Buffy’s shop is closed on Sundays, but she occasionally accepts private clients in the afternoon, after church. She was in the salon, curling hair, when the news popped up on her client’s Twitter timeline. “You’re lying,” Buffy said. She turned on CNN.

Her mouth fell open. Her eyes got wide. She stopped curling hair. She sat down, and she started speaking.

“I ‘talked’ to Dwann‚” Buffy said. “I told him, ‘Now you and Kobe can continue your conversation in person.’ ”

The Dillons never dreamed that the initial conversation would come about.

“I was super surprised that it even happened. I was so grateful for Kobe and Vanessa to take any of their time to basically do something for little ol’ us. It touched our hearts,” Buffy said. “And I was so, so happy we could make Dwann smile in the worst time of his life.”
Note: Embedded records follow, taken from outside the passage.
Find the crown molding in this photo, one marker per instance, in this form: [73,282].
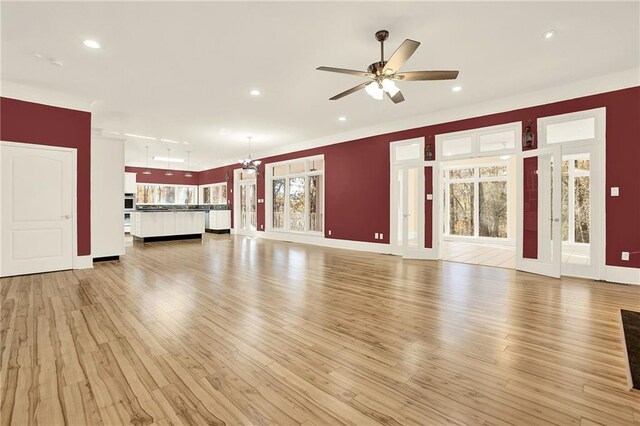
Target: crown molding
[9,89]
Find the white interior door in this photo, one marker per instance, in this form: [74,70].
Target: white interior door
[37,209]
[539,203]
[407,218]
You’ve heard stories like this about Kobe before. You will hear stories like this for months. Bryant left Philadelphia and Lower Merion High School in 1996 for the NBA, young and raw and driven. He grew to be a man of great generosity, warmth, and compassion; a fine father and husband. In 2013, he was international royalty, a basketball god, and busy beyond measure, but he knew full well what a few minutes of talking ball would mean to a dying man whose passion for the game, and whose focus on sports and youth, matched his own.
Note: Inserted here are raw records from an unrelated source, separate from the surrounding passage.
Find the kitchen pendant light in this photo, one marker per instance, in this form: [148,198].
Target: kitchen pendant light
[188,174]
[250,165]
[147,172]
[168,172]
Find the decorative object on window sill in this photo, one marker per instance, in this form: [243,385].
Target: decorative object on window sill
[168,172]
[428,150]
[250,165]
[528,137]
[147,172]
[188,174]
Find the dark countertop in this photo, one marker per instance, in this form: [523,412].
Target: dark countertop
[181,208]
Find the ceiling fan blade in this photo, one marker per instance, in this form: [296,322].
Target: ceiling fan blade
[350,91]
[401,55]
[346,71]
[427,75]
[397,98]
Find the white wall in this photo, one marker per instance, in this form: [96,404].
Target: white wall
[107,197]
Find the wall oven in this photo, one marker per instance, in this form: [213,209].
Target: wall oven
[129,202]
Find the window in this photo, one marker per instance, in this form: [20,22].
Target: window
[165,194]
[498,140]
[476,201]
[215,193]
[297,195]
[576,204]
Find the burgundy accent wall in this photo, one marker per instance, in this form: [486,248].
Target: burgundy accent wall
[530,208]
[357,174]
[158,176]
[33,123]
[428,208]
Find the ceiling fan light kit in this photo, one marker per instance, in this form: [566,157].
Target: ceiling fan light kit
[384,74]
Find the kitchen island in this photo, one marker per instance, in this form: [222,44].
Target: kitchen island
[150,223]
The Kobe & Vanessa Bryant Family Foundation is “dedicated to improving the lives of youth and families in need,” according to its website. That sounds a lot like the community day that the Dillons’ salon sponsored for three years before Dwann’s death: a small summer festival for kids, with free food, a bounce house, a pony ride, and backpacks stuffed with school supplies.

It also sounds like the Dwann Dillon Colon Cancer Foundation, which Buffy started in 2013. It not only sponsors the community day, but it also supports domestic-abuse victims, children’s homes, homeless shelters, and, of course, cancer victims.
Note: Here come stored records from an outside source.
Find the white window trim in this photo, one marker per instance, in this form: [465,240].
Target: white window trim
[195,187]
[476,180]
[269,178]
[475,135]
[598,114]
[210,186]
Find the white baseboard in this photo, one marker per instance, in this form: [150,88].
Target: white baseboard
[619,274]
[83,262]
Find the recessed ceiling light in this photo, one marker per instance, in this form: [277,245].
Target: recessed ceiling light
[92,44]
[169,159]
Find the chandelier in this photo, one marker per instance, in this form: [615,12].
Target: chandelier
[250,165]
Two fine basketball men, gone much too young. Two loving widows left to carry on. The parallels are profound, and sad, but they are inexact. The Dillons had no children, and Buffy got to say goodbye to Dwann.

“My heart goes out to Vanessa on so many levels. I just lost my husband; she lost her husband and her baby,” Buffy said. “The grief that she has right now is unbelievable. I’m sure that only God is keeping her from going under.”

Buffy paused. She was at work, and she’d been talking about this for 20 minutes. She’s 48. She has not remarried; never come close, really. Dwann died, gently, and that was almost seven years ago. Kobe had been ripped from this world for less than two days.

“This was instantaneous death. That is horrible. It is way worse,” Buffy said. "At least I had nine months more with Dwann.”

And, in the eighth month, Kobe Bryant granted his very last request.